La pratique missionnaire

Se joindre à l'action de Dieu dans le monde.

Si Dieu aime tous les hommes, s'il est présent au milieu des nations opérant son "propre travail", qui n'est rien de moins que le salut de l'humanité, si à la fin des temps éclatera dans toute sa splendeur le rassemblement des nations et que deviendra manifeste le Royaume préparé depuis la fondation du monde, alors quel sens prend notre vie missionnaire? Si Dieu aime ensemble les chrétiens comme chrétiens, les juifs comme juifs, les musulmans comme musulmans, les païens comme païens, les uns et les autres dans leur situation propre, alors pourquoi proclamer l'Evangile? Dans la vie courante, l'objection à la mission s'exprime souvent de la façon suivante: chacun a sa manière de rejoindre Dieu ou de répondre à son amour (à chacun sa religion: le concile n'a-t-il pas reconnu la valeur de toutes les religions comme des voies de salut). Le P. Beauchamp a écrit quelque part que la parole de Dieu est une parole à plusieurs voix dont il faut postuler l'harmonie ultime. Il y a une voix qui proclame que Dieu aime tous les hommes et qu'il veut le salut de tous; il y a une autre voix confiée aux disciples leur demandant de faire des disciples de toutes les nations.

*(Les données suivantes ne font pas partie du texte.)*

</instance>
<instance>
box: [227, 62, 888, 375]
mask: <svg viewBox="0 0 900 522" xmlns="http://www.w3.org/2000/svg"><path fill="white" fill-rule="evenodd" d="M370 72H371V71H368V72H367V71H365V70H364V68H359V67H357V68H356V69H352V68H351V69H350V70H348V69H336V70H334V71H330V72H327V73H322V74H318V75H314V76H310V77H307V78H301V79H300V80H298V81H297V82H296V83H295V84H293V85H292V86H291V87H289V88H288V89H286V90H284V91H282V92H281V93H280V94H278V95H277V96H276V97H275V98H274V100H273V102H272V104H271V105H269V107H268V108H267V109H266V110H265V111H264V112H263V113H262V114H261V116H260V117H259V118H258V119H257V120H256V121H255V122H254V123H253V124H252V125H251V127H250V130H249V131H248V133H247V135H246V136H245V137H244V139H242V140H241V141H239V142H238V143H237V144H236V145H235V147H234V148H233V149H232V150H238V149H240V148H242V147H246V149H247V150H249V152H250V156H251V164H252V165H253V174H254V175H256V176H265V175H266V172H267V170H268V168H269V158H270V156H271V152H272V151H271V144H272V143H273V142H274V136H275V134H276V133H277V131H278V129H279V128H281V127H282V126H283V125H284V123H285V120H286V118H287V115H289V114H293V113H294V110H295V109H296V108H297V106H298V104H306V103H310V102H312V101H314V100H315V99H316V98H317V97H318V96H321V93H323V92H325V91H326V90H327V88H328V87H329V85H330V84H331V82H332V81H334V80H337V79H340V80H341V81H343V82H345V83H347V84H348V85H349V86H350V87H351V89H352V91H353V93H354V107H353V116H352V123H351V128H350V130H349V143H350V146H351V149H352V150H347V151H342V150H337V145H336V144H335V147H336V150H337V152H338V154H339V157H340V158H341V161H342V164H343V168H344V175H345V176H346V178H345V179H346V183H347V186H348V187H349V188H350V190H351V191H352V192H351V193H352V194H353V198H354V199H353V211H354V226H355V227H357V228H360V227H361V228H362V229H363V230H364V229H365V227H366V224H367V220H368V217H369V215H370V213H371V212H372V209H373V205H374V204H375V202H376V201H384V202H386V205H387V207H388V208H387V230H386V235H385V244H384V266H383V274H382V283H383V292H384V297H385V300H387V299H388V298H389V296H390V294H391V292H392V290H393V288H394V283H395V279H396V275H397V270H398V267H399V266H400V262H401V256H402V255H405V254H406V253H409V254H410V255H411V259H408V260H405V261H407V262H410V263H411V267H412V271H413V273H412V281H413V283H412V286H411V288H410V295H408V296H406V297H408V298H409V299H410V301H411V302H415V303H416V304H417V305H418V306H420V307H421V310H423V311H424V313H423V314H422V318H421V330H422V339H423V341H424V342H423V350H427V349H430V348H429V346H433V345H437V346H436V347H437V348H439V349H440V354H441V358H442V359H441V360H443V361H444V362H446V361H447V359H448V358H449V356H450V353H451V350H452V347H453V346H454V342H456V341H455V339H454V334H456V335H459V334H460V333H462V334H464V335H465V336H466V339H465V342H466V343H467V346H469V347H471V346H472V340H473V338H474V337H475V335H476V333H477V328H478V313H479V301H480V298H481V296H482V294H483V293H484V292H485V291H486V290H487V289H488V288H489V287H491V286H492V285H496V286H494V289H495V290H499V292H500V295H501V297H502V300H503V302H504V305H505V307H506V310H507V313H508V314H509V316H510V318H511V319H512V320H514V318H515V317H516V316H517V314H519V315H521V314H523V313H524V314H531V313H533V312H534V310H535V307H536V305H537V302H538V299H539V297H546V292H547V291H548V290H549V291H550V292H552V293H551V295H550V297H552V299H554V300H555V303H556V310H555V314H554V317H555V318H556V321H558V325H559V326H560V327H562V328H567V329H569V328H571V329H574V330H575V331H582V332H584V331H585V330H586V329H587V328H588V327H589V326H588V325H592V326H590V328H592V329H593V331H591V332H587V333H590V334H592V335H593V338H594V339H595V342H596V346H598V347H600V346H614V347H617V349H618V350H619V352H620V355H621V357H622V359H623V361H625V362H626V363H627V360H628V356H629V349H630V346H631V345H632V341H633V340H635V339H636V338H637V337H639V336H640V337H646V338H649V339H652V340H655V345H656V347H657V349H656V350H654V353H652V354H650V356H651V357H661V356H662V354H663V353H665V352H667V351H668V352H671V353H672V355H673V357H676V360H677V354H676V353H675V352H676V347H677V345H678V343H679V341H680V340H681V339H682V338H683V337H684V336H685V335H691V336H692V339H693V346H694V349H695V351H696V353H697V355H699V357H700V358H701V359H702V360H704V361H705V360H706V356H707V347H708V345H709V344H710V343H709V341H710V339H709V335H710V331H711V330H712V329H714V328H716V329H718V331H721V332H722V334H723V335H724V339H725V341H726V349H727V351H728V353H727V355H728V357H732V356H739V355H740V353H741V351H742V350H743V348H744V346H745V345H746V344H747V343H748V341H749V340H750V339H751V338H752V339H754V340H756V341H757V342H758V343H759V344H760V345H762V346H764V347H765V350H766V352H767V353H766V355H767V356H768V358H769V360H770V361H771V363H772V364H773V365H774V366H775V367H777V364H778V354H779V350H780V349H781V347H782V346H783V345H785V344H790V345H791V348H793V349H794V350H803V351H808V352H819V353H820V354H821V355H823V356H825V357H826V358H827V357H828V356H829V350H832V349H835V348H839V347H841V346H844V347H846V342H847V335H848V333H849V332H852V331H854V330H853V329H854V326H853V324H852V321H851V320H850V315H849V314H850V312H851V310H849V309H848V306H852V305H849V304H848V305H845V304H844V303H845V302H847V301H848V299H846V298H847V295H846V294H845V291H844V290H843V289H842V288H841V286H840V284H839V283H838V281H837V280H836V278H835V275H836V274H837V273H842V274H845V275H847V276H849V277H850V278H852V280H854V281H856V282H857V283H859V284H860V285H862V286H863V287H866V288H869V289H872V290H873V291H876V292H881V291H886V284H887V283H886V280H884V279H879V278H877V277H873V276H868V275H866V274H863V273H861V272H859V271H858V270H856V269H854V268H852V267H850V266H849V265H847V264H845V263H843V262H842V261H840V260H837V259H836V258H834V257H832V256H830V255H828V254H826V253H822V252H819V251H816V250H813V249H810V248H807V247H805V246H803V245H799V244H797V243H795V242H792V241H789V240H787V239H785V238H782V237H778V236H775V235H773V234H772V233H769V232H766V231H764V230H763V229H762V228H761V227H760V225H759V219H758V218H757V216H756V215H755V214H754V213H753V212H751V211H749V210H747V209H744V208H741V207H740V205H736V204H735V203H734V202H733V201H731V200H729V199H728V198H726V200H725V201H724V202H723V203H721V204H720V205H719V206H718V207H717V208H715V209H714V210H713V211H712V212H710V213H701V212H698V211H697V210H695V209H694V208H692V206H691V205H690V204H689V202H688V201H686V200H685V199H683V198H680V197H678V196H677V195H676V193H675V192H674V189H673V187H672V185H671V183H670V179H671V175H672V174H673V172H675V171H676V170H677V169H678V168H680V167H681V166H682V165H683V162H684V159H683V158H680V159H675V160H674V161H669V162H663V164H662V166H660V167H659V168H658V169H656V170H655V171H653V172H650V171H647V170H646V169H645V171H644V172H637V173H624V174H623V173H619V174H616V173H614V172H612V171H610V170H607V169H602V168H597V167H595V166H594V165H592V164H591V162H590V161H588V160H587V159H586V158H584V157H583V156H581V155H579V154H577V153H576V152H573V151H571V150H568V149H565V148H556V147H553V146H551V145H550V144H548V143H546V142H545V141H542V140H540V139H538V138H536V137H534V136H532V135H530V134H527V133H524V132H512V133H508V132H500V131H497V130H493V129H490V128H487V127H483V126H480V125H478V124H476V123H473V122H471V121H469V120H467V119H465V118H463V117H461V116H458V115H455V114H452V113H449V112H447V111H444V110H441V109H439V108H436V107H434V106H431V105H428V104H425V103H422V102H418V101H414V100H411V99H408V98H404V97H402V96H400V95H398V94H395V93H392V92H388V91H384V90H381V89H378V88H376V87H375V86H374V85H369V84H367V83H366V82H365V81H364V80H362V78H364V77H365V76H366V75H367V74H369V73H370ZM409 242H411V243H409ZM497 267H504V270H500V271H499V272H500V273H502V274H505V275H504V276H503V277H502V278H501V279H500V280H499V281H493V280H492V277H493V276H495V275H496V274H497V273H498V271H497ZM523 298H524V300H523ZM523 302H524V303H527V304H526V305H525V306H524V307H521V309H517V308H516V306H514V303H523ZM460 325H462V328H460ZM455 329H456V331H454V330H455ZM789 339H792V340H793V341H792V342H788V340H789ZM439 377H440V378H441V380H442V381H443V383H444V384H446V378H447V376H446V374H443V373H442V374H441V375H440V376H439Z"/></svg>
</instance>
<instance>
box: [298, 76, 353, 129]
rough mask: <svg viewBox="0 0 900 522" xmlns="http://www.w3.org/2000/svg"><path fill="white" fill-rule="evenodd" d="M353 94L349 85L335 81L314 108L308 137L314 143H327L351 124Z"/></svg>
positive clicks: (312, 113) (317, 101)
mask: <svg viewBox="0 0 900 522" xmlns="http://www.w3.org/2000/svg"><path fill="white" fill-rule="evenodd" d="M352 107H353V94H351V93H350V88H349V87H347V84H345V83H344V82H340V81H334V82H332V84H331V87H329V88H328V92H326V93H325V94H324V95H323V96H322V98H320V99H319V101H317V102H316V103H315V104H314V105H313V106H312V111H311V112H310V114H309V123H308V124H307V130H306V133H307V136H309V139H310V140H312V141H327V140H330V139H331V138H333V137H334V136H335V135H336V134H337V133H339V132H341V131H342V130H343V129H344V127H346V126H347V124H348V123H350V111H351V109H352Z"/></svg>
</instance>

Il y a un texte étonnant de s. Augustin qui dit:

"La substance de ce que nous appelons aujourd'hui Christianisme existait déjà chez les anciens et elle était présente dès les premiers temps de l'humanité. Finalement, lorsque le Christ apparut dans notre chair, on commença à appeler, religion chrétienne ce qui existait depuis toujours".

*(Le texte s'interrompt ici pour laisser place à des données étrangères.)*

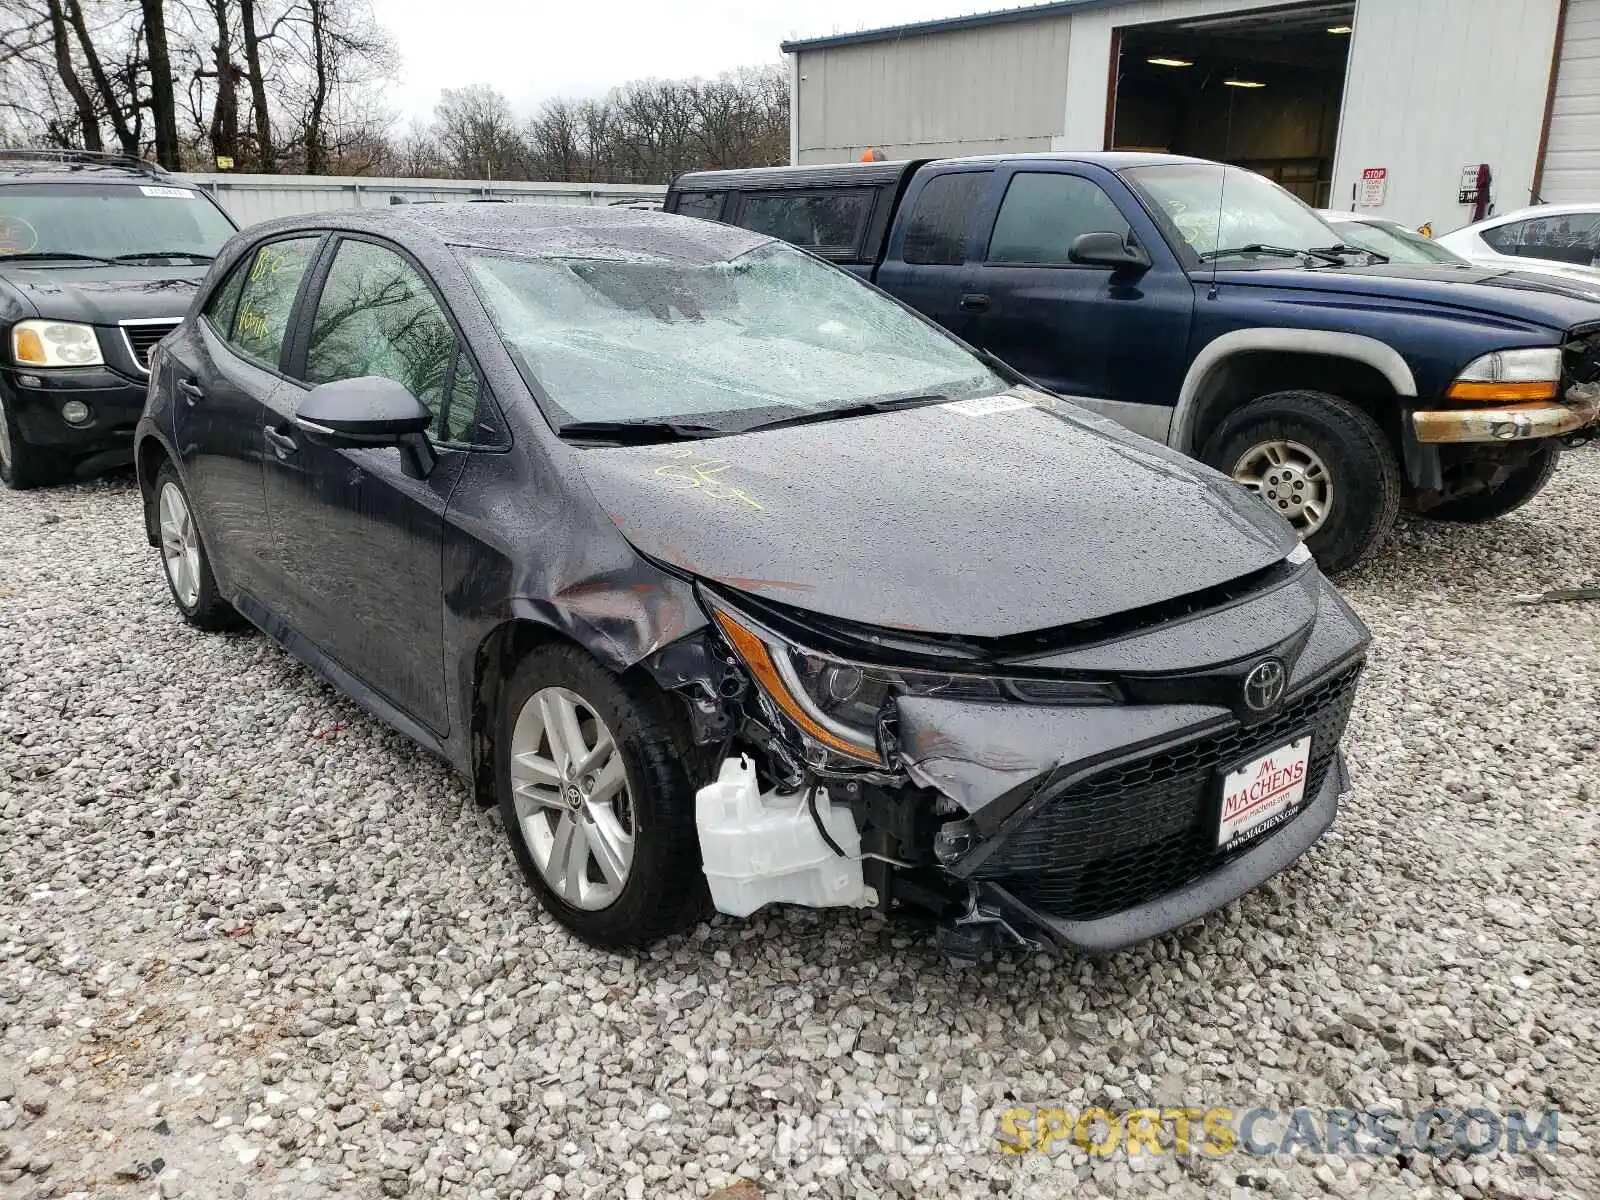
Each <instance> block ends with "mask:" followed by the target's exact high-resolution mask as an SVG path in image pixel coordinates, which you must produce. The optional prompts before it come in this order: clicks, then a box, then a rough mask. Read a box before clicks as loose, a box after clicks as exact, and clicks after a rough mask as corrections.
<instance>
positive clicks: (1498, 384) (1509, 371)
mask: <svg viewBox="0 0 1600 1200" xmlns="http://www.w3.org/2000/svg"><path fill="white" fill-rule="evenodd" d="M1560 386H1562V350H1560V347H1558V346H1534V347H1530V349H1523V350H1496V352H1494V354H1485V355H1483V357H1482V358H1474V360H1472V362H1470V363H1467V366H1466V370H1464V371H1462V373H1461V374H1458V376H1456V381H1454V382H1453V384H1451V386H1450V390H1448V392H1446V394H1445V395H1448V397H1450V398H1451V400H1501V402H1504V400H1514V402H1515V400H1554V398H1555V395H1557V394H1558V390H1560Z"/></svg>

Devant une telle question, deux options m'apparaissent se présenter :

  • Il y a ce que nous pourrions appeler la "dé-mission". En mettant l'accent sur le fait que Jésus n'est pas allé aux païens, en mettant aussi l'accent sur la valeur positive et salvifique des religions, ne convient-il pas de conclure: "chacun chez soi et que chacun serve Dieu dans la voie qui est la sienne". Pourquoi nous estimerions-nous meilleurs que les autres? Notre engagement missionnaire ne serait-il pas un impérialisme spirituel devenu insupportable dans un monde qui reconnaît de plus en plus la diversité - même la diversité spirituelle - comme une richesse? Toute la littérature New Age va dans ce sens.  Il y a quelques années, un journaliste canadien, dans une interview d'un jeune missionnaire lui disait: "Vous dites que votre religion est la meilleure, la bonne; mais tous les adeptes de n'importe quelle religion sur terre dit la même chose. S'ils n'étaient pas convaincus de cela, ils changeraient de religion. Ce journaliste concluait son intervention par une dernière question: Comment est-ce que vous justifiez votre prétention à l'universelle? Essayons, disait-il, d'imaginer comment nous réagirions ici chez nous, si débarquaient des missionnaires musulmans très actifs et pleinement convaincus que l'Islam est la seule vraie religion, qu'ils commençaient à construire des mosquées... comment réagirions-nous si nous apprenions que beaucoup de nôtres se convertissent à l'islam?
  • La deuxième option consiste à réajuster notre agir missionnaire à la conception de la mission qui se dégage de la Parole de Dieu. Partons si vous le voulez de ce que l'on appelle communément la charte de la mission, dans la finale de l'Evangile de Mt. La lecture courante de ces versets, liée à une certaine conception de l'Église militante, met l'accent sur le mandat missionnaire et fait de l'activité missionnaire la note dominante de ce texte. On donne couramment une lecture semi-pélagienne de ce texte en privilégiant l'intervention humaine aux dépends de la puissance du Christ ressuscité. Inconsciemment, s'en suit presque inévitablement une appréciation humaine de la mission. Nous sommes encore souvent tributaires d'une missiologie de type "activiste". Nos "récits" missionnaires, à peu d'exceptions près, relèvent de ce type de missiologie. La mission devient une activité spécialisée, laissée à quelques volontaires audacieux dont tous louent le courage et dont on se souvient une fois l'an lors de la quête du dimanche des missions. Le verset 20, qui est probablement le verset clé de ce texte, ne devient plus alors qu’une promesse consolante du Christ pour soutenir l'œuvre de ses apôtres. Selon cette lecture, marquée par une certaine pratique missionnaire, c'est comme si le Christ avait dit: "allez, et puis moi je serai avec vous jusqu'à la fin des siècles". Le Christ serait donc là seulement comme un compagnon qui peut, éventuellement, donner un petit coup de pouce devant l'énorme tâche qui est celle de partir convertir les nations. Or, le "je suis avec vous" n'est pas subordonné à l'envoi en mission, comme si le Christ ressuscité promettait d'être là simplement pour seconder le travail missionnaire qui serait notre œuvre. La présence du Christ ne se subordonne pas à la mission: elle la domine. C'est le Christ glorieux qui rassemble les nations. En d'autres mots, la mission n'est pas une activité que l'on exercerait à propos de Jésus, avec l'aide bienveillante de ce dernier.  Or ce n'est pas l'évangélisateur qui porte l'Evangile, mais c'est l'Evangile qui doit porter l'évangélisateur. "Vous n'êtes que de simples serviteurs (pas traduire par inutiles) dans la parabole du serviteur qui entre des champs (Lc 17, 7-10)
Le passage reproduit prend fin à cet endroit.